What is this Open Notebook? And Why Am I Doing It?

I just revised the content of the “About My Notebook” page and thought it was also relevant to post as an entry.

Welcome to my Open Notebook

This is the public face of my Open Notebook, in which I keep all the details of the data, code and documents related to my research. This is an Open Notebook with Selected Content - Delayed and aligns with the principles of the Open Notebook Science (ONS) movement. The private side of my Open Notebook (the closed bit) is private either because it includes unpublished work that I wish to keep embargoed until after publication, or because it is all the gory, messy details of the day-to-day business of writing and rewriting code and prose to analyse data and make sense of the data I am analysing. These elements of the notebook do not look like standalone journal entries and I store my personal archive either hosted by GitHub for the public parts (thanks to their superior integration with Jekyll websites thanks to gh-pages for each repository) or BitBucket for the private bits (thanks to bitbucket’s free unlimited private repositories).

What is Open Notebook Science? And Why am I doing it?

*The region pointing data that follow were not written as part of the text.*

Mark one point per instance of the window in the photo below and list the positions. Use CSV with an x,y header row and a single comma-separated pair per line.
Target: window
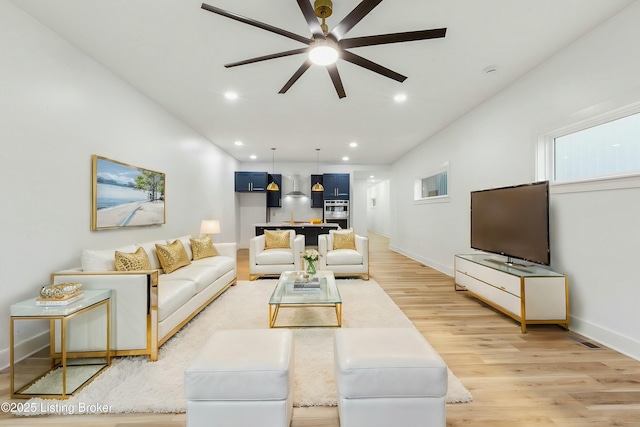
x,y
597,154
608,149
432,186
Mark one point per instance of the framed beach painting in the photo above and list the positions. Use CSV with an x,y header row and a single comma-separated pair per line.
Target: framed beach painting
x,y
125,196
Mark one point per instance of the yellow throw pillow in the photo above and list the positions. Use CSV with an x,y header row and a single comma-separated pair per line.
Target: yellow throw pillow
x,y
344,240
172,256
276,239
203,248
139,260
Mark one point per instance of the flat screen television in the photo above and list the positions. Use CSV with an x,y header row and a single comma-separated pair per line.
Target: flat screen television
x,y
512,221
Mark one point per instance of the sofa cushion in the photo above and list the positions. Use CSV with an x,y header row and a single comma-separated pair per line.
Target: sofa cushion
x,y
275,257
223,263
186,242
344,257
172,256
136,261
202,248
150,249
102,259
202,275
173,294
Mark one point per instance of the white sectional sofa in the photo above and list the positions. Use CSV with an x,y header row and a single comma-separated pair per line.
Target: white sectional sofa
x,y
147,307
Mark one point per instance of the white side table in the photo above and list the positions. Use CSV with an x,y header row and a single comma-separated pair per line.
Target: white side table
x,y
66,372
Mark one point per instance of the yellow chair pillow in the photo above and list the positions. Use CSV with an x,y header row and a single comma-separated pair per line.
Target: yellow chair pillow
x,y
203,248
139,260
277,239
172,256
344,240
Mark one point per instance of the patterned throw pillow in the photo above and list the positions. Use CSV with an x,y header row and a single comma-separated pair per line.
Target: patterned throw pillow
x,y
132,261
343,240
203,248
172,256
276,239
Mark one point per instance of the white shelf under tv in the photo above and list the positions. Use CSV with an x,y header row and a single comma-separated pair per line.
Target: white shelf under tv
x,y
530,294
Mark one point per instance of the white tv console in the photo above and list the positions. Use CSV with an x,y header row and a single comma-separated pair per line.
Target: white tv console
x,y
529,294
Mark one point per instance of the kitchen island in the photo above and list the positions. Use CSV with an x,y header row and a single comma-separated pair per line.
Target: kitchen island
x,y
308,230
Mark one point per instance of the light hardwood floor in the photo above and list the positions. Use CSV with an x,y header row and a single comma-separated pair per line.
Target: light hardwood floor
x,y
546,377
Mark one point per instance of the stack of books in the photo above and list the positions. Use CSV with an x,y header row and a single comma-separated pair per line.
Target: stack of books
x,y
313,283
55,302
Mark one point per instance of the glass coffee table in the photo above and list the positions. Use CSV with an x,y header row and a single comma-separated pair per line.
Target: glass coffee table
x,y
295,289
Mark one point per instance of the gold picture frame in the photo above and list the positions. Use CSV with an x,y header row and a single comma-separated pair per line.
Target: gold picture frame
x,y
124,195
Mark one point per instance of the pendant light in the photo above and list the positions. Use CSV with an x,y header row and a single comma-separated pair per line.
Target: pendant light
x,y
317,187
272,185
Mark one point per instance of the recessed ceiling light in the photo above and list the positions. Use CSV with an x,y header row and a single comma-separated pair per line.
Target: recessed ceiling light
x,y
231,96
401,97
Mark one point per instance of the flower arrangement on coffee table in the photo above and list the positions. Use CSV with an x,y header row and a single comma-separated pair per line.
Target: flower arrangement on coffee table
x,y
311,256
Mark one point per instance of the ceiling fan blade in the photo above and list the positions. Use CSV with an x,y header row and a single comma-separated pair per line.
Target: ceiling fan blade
x,y
257,24
311,18
393,38
304,67
370,65
337,81
355,16
267,57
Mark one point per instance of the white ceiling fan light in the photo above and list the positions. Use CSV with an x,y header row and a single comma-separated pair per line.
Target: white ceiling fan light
x,y
323,52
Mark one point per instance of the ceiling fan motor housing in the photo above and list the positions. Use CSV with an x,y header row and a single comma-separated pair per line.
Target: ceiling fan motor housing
x,y
323,8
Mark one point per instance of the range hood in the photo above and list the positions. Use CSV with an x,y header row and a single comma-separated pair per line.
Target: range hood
x,y
295,192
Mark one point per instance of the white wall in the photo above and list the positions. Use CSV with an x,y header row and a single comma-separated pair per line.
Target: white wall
x,y
57,108
378,218
594,235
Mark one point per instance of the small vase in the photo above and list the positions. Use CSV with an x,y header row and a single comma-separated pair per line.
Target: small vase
x,y
311,268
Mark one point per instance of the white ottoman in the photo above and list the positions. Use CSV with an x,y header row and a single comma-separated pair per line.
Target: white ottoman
x,y
389,377
241,378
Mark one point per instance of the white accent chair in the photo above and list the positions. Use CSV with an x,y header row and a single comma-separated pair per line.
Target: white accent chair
x,y
272,262
344,262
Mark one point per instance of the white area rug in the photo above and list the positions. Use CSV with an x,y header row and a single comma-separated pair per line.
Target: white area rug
x,y
133,384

In 2005 Jean-Claude Bradley launched a web-based initiative called UsefulChem and named his new technique Open Notebook Science (ONS). He described it as a way of doing science in which you make all your research freely available to the public in real time. The proposed benefits include greater impact on the public good and enhanced ability to connect with like-minded collaborators. Proposed risks of ONS practice include being scooped by competitors or falling foul of Journal rules regarding prior publication and licencing of Intellectual Property. To mitigate the proposed risks the concept of ONS was broadened to allow research to be made public after a delay.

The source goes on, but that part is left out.